Why does attoparsec need manyTill if it backtracks?

Consider the usage of these different parser combinators.

import Control.Applicative.Combinators
import Text.Regex.Applicative
 
main :: IO ()
main = do
  let parser1 = sym '"' *> manyTill anySym (sym '"')
  print $ match parser1 "\"abc\""
  let parser2 = sym '"' *> many anySym <* sym '"'
  print $ match parser2 "\"abc\""

import Control.Applicative.Combinators            
import Text.ParserCombinators.ReadP hiding(many, manyTill)
 
main :: IO ()
main = do
  let parser1 = char '"' *> manyTill get (char '"')
  print $ readP_to_S parser1 "\"abc\""
  let parser2 = char '"' *> many get <* char '"'
  print $ readP_to_S parser2 "\"abc\""

{-# LANGUAGE OverloadedStrings #-}
 
import Control.Applicative.Combinators
import Data.Attoparsec.Text hiding(manyTill)
 
main :: IO ()
main = do
  let parser1 = char '"' *> manyTill anyChar (char '"')
  print $ parseOnly parser1 "\"abc\""
  let parser2 = char '"' *> many anyChar <* char '"'
  print $ parseOnly parser2 "\"abc\""

import Control.Applicative.Combinators
import Text.Megaparsec hiding(many, manyTill)
import Data.Void

main :: IO ()
main = do
  let parser1 = single '"' *> manyTill anySingle (single '"') :: Parsec Void String String
  print $ parseMaybe parser1 "\"abc\""
  let parser2 = single '"' *> many anySingle <* single '"' :: Parsec Void String String
  print $ parseMaybe parser2 "\"abc\""

With all four of them, the manyTill parser successfully matches abc, since this doesn't depend on backtracking.
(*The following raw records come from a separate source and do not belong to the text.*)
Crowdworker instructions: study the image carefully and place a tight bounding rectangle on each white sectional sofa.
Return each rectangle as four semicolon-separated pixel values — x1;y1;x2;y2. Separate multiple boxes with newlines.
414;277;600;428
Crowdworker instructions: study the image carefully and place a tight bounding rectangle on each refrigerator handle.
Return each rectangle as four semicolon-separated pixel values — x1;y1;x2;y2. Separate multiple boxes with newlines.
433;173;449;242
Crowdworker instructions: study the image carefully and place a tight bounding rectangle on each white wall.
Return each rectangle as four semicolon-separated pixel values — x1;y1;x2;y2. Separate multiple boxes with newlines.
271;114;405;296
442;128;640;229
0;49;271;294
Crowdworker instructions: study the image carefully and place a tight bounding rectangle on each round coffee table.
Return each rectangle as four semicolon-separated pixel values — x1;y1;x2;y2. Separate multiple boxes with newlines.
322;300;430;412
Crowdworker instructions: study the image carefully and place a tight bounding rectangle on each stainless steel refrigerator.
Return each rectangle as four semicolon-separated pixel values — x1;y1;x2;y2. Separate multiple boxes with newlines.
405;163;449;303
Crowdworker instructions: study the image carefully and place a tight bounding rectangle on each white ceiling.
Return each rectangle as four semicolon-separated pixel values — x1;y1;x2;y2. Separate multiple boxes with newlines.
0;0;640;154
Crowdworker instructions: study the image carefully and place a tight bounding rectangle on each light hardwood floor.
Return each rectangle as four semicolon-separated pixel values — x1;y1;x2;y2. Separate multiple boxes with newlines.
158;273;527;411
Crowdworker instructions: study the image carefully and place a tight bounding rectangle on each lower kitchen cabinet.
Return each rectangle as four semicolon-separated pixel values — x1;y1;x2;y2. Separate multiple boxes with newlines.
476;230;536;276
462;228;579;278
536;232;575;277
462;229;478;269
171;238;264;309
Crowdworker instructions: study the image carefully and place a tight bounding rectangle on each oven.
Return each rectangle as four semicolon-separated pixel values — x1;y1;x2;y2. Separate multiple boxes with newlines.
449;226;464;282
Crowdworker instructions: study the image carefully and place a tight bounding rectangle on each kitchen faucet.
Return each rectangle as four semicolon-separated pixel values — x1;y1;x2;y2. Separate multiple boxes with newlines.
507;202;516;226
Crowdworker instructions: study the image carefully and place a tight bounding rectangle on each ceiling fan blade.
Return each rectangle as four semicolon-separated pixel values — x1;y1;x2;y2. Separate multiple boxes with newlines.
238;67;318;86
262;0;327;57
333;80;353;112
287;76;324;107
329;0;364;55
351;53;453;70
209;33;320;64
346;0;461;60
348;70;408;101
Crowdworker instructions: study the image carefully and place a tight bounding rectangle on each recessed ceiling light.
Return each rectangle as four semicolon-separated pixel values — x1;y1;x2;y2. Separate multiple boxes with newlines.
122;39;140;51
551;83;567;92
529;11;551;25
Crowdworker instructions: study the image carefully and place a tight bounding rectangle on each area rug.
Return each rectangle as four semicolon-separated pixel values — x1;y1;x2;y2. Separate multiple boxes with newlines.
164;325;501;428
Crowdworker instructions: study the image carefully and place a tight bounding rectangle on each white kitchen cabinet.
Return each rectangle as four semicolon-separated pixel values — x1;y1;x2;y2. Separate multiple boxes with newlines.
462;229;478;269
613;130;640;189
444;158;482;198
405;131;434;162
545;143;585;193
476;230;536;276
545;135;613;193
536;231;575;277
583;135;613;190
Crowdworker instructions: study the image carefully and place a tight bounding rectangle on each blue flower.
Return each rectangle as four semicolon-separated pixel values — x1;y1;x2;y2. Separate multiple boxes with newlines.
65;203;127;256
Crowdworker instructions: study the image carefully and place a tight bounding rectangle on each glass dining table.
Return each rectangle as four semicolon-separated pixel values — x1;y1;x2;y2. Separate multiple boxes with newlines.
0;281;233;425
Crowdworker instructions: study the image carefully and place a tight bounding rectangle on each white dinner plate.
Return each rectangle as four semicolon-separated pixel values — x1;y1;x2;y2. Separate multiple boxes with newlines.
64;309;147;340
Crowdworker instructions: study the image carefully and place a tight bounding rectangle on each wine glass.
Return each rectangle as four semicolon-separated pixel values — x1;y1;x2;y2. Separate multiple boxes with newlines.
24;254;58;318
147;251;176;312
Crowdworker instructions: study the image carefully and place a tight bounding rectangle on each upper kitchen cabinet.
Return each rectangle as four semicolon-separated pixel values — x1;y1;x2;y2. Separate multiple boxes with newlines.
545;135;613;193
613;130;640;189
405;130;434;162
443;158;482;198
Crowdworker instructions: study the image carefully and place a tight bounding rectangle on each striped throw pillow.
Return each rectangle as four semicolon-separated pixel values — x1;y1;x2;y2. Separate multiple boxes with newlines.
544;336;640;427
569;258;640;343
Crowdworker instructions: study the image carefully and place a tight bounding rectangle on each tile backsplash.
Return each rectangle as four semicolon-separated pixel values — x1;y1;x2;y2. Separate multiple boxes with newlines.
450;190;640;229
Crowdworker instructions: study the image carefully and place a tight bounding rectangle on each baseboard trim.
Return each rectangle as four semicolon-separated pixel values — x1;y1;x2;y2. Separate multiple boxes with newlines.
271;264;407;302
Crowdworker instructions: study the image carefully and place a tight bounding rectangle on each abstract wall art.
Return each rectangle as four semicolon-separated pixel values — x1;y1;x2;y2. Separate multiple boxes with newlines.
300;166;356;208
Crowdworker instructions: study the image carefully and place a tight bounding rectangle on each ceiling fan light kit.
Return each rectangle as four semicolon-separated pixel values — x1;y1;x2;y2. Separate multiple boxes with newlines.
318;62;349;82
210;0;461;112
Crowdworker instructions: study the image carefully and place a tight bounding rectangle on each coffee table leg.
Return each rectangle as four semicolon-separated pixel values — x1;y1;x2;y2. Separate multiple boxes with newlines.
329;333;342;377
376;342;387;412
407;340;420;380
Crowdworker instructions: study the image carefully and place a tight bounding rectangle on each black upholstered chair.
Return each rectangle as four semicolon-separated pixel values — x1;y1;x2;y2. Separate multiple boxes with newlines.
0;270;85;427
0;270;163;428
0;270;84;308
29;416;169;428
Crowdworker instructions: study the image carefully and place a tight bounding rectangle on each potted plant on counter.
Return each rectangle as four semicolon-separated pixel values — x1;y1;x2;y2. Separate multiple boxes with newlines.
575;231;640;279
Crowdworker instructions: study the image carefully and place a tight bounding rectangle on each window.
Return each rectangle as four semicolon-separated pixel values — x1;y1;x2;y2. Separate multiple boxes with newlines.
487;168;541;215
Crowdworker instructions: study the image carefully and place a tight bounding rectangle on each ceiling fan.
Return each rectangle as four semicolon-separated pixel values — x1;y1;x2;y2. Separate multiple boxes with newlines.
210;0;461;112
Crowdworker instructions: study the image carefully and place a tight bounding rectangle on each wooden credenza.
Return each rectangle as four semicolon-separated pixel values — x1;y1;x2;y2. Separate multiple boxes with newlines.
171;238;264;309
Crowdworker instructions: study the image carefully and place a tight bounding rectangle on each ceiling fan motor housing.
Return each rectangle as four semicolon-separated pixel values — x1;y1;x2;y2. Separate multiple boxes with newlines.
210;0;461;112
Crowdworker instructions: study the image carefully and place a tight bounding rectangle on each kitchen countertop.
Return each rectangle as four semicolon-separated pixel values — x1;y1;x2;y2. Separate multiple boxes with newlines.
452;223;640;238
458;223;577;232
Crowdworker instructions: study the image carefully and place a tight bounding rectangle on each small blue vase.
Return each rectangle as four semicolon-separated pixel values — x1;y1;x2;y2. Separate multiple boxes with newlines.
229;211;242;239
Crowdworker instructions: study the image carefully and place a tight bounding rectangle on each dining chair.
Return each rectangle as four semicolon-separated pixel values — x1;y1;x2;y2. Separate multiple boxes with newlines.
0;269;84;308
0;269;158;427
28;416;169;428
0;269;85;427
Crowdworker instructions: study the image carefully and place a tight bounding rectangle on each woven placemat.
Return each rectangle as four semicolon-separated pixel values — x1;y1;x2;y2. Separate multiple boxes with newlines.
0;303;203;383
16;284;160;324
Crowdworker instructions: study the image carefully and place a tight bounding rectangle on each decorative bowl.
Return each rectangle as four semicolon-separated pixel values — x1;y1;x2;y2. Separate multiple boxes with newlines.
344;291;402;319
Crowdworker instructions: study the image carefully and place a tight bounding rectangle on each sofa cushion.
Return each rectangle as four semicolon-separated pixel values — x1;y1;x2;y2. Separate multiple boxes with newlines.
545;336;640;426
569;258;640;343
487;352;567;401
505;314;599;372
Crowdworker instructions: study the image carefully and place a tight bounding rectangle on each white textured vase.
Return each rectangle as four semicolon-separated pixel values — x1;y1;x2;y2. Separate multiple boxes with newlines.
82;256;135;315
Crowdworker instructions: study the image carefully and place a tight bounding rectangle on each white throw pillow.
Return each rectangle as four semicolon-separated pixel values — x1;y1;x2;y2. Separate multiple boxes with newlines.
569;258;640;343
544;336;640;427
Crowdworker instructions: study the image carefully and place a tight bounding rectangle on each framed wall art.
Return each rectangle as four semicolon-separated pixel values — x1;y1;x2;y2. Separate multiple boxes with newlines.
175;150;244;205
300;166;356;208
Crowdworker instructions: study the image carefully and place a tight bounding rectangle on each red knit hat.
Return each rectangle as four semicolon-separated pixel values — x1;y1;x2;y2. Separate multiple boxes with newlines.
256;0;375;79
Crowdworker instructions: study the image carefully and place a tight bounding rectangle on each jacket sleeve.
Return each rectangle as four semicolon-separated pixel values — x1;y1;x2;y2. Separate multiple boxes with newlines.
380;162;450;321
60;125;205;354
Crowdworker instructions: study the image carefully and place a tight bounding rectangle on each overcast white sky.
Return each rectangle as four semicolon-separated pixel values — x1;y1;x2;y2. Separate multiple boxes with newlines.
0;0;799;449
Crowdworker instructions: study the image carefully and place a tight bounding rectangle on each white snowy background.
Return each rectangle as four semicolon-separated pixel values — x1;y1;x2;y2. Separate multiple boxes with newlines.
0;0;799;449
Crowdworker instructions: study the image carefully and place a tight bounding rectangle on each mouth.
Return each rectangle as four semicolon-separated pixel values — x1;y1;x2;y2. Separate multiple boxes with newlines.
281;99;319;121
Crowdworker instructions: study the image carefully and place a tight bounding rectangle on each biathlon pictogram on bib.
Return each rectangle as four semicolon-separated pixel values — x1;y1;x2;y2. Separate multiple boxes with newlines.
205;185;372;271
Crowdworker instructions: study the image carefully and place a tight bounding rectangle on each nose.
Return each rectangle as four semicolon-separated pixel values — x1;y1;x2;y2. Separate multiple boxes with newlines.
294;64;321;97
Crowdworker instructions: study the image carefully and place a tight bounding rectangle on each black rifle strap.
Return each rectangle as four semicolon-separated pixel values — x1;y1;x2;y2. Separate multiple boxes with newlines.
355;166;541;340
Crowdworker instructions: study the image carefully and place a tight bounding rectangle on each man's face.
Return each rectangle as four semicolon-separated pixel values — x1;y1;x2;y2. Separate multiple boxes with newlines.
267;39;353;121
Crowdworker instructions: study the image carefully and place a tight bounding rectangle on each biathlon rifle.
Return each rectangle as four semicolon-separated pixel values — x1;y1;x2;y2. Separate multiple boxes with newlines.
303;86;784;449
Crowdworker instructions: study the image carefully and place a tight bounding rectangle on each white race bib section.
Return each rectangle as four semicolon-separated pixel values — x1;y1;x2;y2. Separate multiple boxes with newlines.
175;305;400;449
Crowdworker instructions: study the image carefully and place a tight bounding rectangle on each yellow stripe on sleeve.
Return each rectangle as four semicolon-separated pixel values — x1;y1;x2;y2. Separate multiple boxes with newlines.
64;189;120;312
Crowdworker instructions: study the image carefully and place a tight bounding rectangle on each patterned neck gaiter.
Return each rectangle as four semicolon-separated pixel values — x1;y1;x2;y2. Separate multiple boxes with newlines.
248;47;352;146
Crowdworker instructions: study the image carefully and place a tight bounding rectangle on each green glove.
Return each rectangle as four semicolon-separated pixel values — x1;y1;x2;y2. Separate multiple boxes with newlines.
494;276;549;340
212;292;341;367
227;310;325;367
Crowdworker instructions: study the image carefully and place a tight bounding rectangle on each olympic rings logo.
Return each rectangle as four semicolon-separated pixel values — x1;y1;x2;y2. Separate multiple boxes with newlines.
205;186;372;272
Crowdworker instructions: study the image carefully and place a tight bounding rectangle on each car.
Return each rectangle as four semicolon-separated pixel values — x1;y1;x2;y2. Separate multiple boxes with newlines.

With regex-applicative and ReadP, the many parser also successfully matches abc, since they both backtrack by default. With megaparsec, the many parser fails to match, since it doesn't backtrack by default. So far, everything makes sense. However, with attoparsec, the many parser fails to match, even though it does backtrack: its documentation says "attoparsec parsers always backtrack on failure" and "if you feed incremental input to an a parser, it will require memory proportional to the amount of input you supply. (This is necessary to support arbitrary backtracking.)". Why is this? Isn't that supposed to be exactly what backtracking is?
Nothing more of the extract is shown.